There is an infinite amount of data in the world, and each data has its own properties. So when doing data mining and data analysis, we should be sensitive to haphazard data, and it is also a skill to learn to analyze what kind of data belongs to. It would be fun to pay more attention to the data around you and try to classify him.

From a macro perspective, data types can be divided into qualitative and quantitative types.

Qualitative: Variables are quality characteristics, such as gender divided into male and female, which is a kind of trait; Quantitative: Variables are numerical values that can be quantified, such as height and weight. Quantification can be divided into discrete type and continuous type. Discrete type generally refers to counting results, such as the number of boyfriend breaking contracts, while continuous type generally refers to testing results, such as the measurement of girlfriend height and weight.

So how do you measure these data types, that is, how do you hierarchy them

Generally, the measurement of data types can be divided into four types: fixed class, fixed order, fixed distance, and fixed ratio. These four types are progressive from low to high. Advanced types can be analyzed by the analysis method of lower types, but not vice versa.

1. Class variables

Categorization is the definition of a category for data. This type of data classifies the objects under study, that is, it can only determine whether the objects under study are homogeneous or heterogeneous. For example, to divide the sexes into male and female categories; Classify animals into mammals and reptiles and so on.

Attention! Categorization variables follow two principles: (1) classes are mutually exclusive, and there is no such thing as male and female (except for the ladyboy). (2) Every object must have a category, just like every animal has its own phylum and genus

2. Ordering variables

Ordering variable is to divide the objects under the same category into an order, that is, the value of the variable can arrange the height or size of the objects studied, with the mathematical characteristics of > and <. It is a variable of a higher level than a categorical variable, so it also has the property of categorical variable, namely, classification (=, ≠).

For example, the level of education can be divided into college, high school, junior middle school, primary school, illiteracy; Factory scale can be divided into large, medium and small; The age can be divided into old, middle and young. The values of these variables can not only distinguish similarities and differences, but also distinguish the height or size of the research object.

Attention! There is no exact distance between the values of the sequenced variables. For example, there is no definite scale to measure how much higher a university is than a high school, and whether the distance between a university and a high school is the same as that between a junior high school and a primary school. The variable values of ordered variables on each table only have the property of greater than or less than, and can only be arranged in their order, but cannot reflect the quantity or distance of greater than or less than.

3. Distance variables

Distance variable is the variable that distinguishes the rank order and distance of the cases in the same category. In addition to the characteristics of ordering variables, it can also accurately measure the distance between the height and size of each case in the same category, so it has the mathematical characteristics of addition and subtraction. However, distance variables do not have a true zero.

For example, the distance variable of the Celsius temperature indicates that 40 degrees Celsius is 10 degrees higher than 30 degrees Celsius, and 30 degrees Celsius is 10 degrees higher than 20 degrees Celsius, with the same distance between them, and zero degrees Celsius is not without temperature. Another example is the survey of the ratio of workers to the total labor force in several regions. It is found that the ratios of a, B, C, D and E are 2%, 10%, 35%, 20% and 10% respectively. The difference between a and C was 33%, and between C and D was 15%. This is also a distance variable.

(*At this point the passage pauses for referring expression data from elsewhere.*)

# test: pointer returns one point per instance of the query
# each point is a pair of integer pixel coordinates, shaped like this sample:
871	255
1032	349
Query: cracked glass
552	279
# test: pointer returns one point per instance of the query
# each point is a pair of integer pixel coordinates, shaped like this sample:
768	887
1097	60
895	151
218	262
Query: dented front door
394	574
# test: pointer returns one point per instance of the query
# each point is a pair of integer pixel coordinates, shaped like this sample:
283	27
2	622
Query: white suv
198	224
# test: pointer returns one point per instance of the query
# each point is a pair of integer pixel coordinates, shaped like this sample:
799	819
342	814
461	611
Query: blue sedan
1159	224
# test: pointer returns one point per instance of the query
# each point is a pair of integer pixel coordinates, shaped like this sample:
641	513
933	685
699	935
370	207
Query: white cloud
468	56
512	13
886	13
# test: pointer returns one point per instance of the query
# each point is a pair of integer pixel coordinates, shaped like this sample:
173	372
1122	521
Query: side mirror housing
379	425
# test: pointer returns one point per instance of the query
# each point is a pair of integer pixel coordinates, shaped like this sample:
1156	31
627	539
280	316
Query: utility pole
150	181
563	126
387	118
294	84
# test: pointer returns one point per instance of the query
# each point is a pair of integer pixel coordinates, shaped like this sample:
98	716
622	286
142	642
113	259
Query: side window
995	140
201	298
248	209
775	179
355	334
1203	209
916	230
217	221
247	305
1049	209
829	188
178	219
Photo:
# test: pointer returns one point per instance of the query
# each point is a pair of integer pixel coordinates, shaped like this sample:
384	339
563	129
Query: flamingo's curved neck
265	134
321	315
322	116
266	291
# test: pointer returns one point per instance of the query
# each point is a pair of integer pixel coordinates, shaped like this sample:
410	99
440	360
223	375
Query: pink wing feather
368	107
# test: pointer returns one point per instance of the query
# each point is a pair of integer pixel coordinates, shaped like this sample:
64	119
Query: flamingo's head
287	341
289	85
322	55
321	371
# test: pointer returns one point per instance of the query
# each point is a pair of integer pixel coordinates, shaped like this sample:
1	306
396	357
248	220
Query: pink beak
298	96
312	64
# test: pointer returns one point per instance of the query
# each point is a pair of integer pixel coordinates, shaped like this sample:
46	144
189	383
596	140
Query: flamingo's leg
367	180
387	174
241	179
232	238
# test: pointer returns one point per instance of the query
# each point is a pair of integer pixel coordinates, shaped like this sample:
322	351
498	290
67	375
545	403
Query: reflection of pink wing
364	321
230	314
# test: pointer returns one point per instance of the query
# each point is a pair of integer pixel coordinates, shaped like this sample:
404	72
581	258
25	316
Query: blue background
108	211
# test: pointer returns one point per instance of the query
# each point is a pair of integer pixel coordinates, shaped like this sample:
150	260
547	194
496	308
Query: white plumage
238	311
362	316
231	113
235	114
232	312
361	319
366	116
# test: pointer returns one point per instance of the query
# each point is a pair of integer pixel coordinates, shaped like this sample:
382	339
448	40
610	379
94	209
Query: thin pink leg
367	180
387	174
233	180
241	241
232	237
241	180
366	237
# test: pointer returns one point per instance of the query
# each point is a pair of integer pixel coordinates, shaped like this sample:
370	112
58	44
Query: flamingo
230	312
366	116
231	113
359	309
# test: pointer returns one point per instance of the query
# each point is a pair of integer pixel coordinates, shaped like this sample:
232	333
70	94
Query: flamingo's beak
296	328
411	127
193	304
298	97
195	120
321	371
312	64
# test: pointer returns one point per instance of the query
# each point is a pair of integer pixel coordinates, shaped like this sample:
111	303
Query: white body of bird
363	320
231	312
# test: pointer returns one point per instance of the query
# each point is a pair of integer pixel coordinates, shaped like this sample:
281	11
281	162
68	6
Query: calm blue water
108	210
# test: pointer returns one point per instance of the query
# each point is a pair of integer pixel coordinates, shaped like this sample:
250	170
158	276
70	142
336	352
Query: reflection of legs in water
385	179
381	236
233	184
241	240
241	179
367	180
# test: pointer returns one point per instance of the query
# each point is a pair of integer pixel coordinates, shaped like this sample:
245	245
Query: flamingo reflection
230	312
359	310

Attention! The distance between the classes of a variable, which can only be added or subtracted rather than multiplied or divided.

4. Constant ratio variables

Constant ratio variable is the variable that distinguishes the rank order and its distance in the same class of cases. In addition to the characteristics of distance variables, a constant ratio variable has a real zero, so it has the mathematical characteristics of multiplication and division (×, ÷). Age and income, for example, are distance and ratio variables at the same time, because their zero is absolute and can be multiplied and divided.

If A’s monthly income is 60 yuan and B’s is 30 yuan, we can calculate that the former is twice as much as the latter. The variable of intelligence quotient is a distance variable, but not a constant ratio variable, because its 0 score only has a relative meaning, not absolute or fixed. It cannot be said that a person’s IQ score of 0 is no intelligence. At the same time, since the zero point is not fixed, even if A is 140 and B is 70, we cannot say that the former is twice as intelligent as the latter, only that the difference between them is 70 points. Since the value of 0 is not fixed, if you increase it by 20 points, A’s IQ becomes 120 and B’s IQ becomes 50. The difference is still 70 points, but A is 2.4 times as high as B, instead of twice as high. The same goes for the Celsius variable.

There’s no attention here! The constant ratio variable is the variable at the highest level of measurement.